MUMBAI (Reuters) - India's Anirban Lahiri has struggled with his game over the past 18 months on the PGA Tour and the 32-year-old says golf's shutdown due to the COVID-19 pandemic has given him the opportunity to reset.
Lahiri finished 178th on the FedExCup points list at the end of last season and needed to regain his Tour card through the Korn Ferry Tour Finals, which serves as an avenue to earn membership of the lucrative U.S. based circuit.
His last top-10 finish came in November 2018 at the Mayakoba Golf Classic.

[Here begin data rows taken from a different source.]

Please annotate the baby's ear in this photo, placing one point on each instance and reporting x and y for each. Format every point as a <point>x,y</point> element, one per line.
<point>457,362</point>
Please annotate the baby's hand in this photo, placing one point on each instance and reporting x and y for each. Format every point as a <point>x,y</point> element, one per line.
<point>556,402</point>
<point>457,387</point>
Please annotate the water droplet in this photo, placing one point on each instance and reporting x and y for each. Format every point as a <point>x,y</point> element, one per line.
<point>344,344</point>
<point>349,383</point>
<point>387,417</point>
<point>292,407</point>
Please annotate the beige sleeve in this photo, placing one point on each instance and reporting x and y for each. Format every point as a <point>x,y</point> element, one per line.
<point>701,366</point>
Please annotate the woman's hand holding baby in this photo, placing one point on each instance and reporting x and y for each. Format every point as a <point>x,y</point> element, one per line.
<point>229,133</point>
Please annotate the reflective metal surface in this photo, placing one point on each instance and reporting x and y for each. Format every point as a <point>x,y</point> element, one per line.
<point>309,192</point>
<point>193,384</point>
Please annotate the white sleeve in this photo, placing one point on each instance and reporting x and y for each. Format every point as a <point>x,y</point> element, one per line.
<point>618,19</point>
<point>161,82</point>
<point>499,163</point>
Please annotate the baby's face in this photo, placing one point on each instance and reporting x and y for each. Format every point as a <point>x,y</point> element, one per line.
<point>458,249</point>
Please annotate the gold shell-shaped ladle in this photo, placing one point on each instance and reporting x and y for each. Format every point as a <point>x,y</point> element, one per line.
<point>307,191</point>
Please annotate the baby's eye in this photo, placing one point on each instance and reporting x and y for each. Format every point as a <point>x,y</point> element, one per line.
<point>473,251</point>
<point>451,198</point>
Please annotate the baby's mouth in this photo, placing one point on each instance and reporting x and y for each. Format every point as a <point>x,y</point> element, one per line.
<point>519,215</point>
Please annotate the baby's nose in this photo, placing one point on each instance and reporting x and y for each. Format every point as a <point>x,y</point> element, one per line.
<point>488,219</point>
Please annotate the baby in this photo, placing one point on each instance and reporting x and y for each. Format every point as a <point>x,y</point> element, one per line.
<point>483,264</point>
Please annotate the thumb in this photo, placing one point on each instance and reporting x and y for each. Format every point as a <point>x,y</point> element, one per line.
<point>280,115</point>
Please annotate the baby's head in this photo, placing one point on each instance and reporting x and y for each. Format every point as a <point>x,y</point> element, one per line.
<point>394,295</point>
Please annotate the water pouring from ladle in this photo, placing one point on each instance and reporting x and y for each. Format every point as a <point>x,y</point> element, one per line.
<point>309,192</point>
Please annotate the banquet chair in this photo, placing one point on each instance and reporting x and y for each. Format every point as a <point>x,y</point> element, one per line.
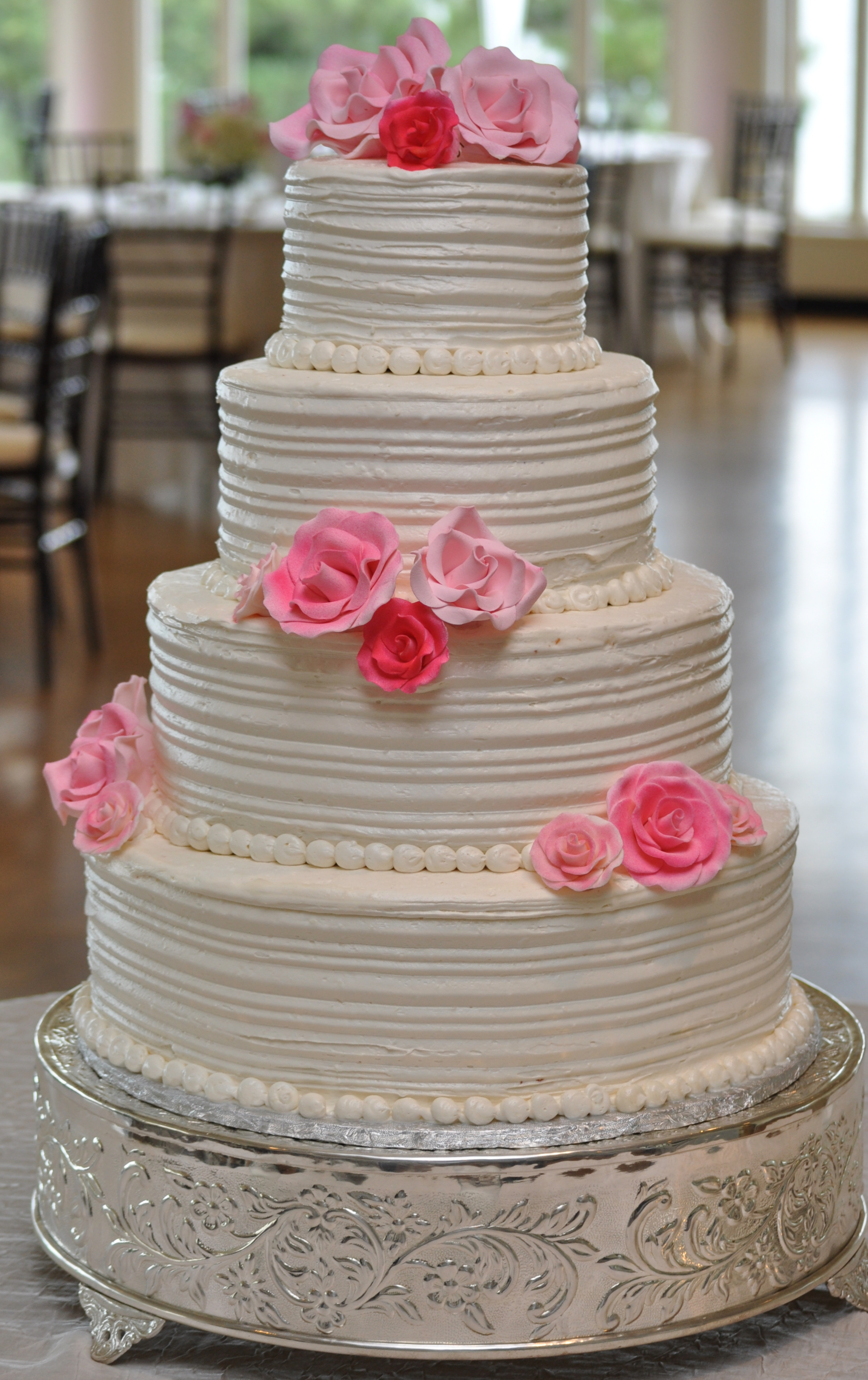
<point>608,242</point>
<point>46,471</point>
<point>96,160</point>
<point>735,249</point>
<point>168,325</point>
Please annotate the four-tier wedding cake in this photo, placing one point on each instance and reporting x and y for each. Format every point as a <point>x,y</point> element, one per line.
<point>432,817</point>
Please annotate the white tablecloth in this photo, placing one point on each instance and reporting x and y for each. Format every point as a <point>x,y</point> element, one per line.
<point>671,174</point>
<point>43,1332</point>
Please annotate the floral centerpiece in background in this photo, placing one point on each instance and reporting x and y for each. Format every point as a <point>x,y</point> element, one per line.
<point>220,139</point>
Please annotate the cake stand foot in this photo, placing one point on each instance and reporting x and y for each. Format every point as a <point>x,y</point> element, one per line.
<point>852,1284</point>
<point>115,1327</point>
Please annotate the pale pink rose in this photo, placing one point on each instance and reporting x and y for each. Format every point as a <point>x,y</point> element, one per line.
<point>403,646</point>
<point>114,744</point>
<point>250,602</point>
<point>747,826</point>
<point>110,819</point>
<point>467,575</point>
<point>510,108</point>
<point>350,92</point>
<point>577,851</point>
<point>675,826</point>
<point>340,569</point>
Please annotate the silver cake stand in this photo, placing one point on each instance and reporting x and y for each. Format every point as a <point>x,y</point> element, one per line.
<point>449,1253</point>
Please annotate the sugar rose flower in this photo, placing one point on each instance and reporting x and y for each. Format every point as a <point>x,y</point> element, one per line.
<point>114,744</point>
<point>747,826</point>
<point>350,92</point>
<point>250,602</point>
<point>467,575</point>
<point>110,819</point>
<point>675,826</point>
<point>405,646</point>
<point>340,569</point>
<point>510,108</point>
<point>419,132</point>
<point>577,852</point>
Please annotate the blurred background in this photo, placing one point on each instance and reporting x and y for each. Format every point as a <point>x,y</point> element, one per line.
<point>141,250</point>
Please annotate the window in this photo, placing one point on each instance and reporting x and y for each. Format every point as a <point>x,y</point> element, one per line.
<point>831,83</point>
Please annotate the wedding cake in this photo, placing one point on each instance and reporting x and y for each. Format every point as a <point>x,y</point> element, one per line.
<point>434,816</point>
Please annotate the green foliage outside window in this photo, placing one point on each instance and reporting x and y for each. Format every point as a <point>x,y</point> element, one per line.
<point>23,72</point>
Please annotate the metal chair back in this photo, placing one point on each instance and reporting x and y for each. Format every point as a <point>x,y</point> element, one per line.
<point>96,160</point>
<point>764,154</point>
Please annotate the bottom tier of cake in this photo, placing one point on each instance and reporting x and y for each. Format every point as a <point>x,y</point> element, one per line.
<point>441,997</point>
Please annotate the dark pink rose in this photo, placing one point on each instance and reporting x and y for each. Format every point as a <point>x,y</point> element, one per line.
<point>419,132</point>
<point>114,744</point>
<point>350,92</point>
<point>467,575</point>
<point>577,851</point>
<point>340,569</point>
<point>250,602</point>
<point>110,819</point>
<point>675,826</point>
<point>512,110</point>
<point>747,826</point>
<point>405,646</point>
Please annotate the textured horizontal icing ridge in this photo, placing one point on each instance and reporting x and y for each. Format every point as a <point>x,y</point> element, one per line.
<point>427,986</point>
<point>456,256</point>
<point>274,733</point>
<point>738,1067</point>
<point>559,466</point>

"I was already at a stage of reassessing my goals and processes even before this break," he told the PGA Tour.
"My golf has been poor to say the least and it was a matter of going back to the drawing board.

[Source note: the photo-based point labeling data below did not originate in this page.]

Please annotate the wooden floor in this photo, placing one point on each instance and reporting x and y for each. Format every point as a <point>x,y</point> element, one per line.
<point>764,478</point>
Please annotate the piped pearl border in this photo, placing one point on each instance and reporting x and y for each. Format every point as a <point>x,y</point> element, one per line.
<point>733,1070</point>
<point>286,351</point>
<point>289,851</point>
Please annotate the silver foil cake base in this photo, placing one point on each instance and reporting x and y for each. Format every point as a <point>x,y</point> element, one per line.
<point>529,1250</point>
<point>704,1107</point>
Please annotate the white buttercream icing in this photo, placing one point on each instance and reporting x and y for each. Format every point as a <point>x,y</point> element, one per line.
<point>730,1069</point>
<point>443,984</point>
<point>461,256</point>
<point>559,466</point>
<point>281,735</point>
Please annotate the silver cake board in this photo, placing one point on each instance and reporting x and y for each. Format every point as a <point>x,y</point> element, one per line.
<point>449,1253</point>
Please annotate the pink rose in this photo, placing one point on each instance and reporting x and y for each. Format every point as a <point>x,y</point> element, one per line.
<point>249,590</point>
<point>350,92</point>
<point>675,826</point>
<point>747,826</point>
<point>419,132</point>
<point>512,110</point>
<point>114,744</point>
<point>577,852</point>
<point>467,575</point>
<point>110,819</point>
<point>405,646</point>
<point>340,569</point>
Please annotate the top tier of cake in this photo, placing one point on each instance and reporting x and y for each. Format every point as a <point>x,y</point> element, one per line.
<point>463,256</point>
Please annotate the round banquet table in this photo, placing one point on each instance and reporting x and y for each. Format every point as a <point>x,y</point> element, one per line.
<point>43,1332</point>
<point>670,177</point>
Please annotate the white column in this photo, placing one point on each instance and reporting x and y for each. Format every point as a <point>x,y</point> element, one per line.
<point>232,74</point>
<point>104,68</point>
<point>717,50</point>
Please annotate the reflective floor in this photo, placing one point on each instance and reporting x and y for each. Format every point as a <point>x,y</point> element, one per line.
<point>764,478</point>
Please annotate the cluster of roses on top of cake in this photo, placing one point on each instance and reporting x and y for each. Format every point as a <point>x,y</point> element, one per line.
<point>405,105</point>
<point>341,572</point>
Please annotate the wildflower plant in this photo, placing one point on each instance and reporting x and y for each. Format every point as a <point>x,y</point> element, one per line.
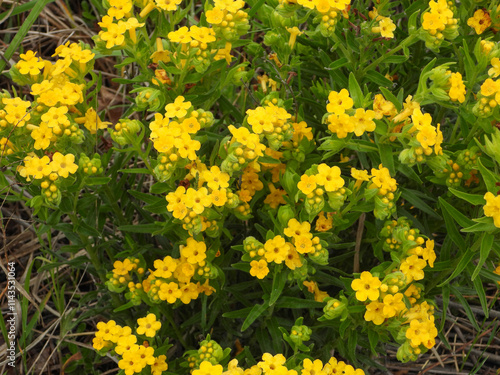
<point>286,178</point>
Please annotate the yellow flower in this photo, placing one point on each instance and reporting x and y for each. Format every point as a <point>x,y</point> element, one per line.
<point>296,229</point>
<point>159,366</point>
<point>168,5</point>
<point>259,268</point>
<point>63,165</point>
<point>412,267</point>
<point>457,89</point>
<point>363,121</point>
<point>303,244</point>
<point>432,22</point>
<point>492,208</point>
<point>275,197</point>
<point>480,21</point>
<point>206,368</point>
<point>219,197</point>
<point>387,27</point>
<point>312,368</point>
<point>339,102</point>
<point>180,36</point>
<point>393,305</point>
<point>427,136</point>
<point>214,16</point>
<point>42,136</point>
<point>489,87</point>
<point>148,325</point>
<point>169,292</point>
<point>495,70</point>
<point>329,177</point>
<point>366,287</point>
<point>294,32</point>
<point>417,333</point>
<point>276,250</point>
<point>307,184</point>
<point>195,252</point>
<point>293,260</point>
<point>178,108</point>
<point>374,313</point>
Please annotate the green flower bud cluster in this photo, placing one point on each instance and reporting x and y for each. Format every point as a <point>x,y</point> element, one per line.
<point>124,131</point>
<point>149,98</point>
<point>90,166</point>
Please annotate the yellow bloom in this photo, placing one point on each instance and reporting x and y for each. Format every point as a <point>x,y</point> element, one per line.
<point>495,70</point>
<point>180,36</point>
<point>374,313</point>
<point>480,21</point>
<point>307,184</point>
<point>63,165</point>
<point>329,177</point>
<point>492,208</point>
<point>276,250</point>
<point>339,102</point>
<point>178,108</point>
<point>412,267</point>
<point>259,268</point>
<point>148,325</point>
<point>206,368</point>
<point>432,22</point>
<point>366,287</point>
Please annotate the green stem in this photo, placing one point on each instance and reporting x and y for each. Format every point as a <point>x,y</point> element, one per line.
<point>408,41</point>
<point>167,313</point>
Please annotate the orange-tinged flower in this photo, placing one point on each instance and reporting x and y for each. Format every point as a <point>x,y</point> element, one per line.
<point>366,287</point>
<point>307,184</point>
<point>259,268</point>
<point>329,177</point>
<point>492,207</point>
<point>63,165</point>
<point>339,102</point>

"Spending 10 days with my coach gave me a good sense on what I need to do to get to where I want to be," added the Florida-based Lahiri, who is currently holed up in Hyderabad during India's shutdown to combat the spread of the virus.
Lahiri, who has played for the International Team at two Presidents Cups, notched India's best result at a major by finishing tied for fifth at the 2015 PGA Championship.
The same year he reached a career-high ranking of 33 but has since been sliding down the ladder and currently sits 497th. Before the PGA Tour was halted, he had made five cuts from 12 starts with a best finish of tied 44th spot.
The former Asian Tour order of merit winner says the pandemic has reminded him there is life outside golf.
"For most of us, golf is our life. But there is a larger picture outside of that which we miss," said Lahiri, who recently contributed some $10,000 to India's fight against the coronavirus outbreak.
"To spend this much time with my daughter and wife, and with my parents is really nice. It's given me more perspective outside of golf.
"In fact, I don't have my golf clubs with me now. It's nice to hit the pause button and reflect on things which we wouldn't normally do.
"I do miss playing golf but I don't miss it that much. It's funny."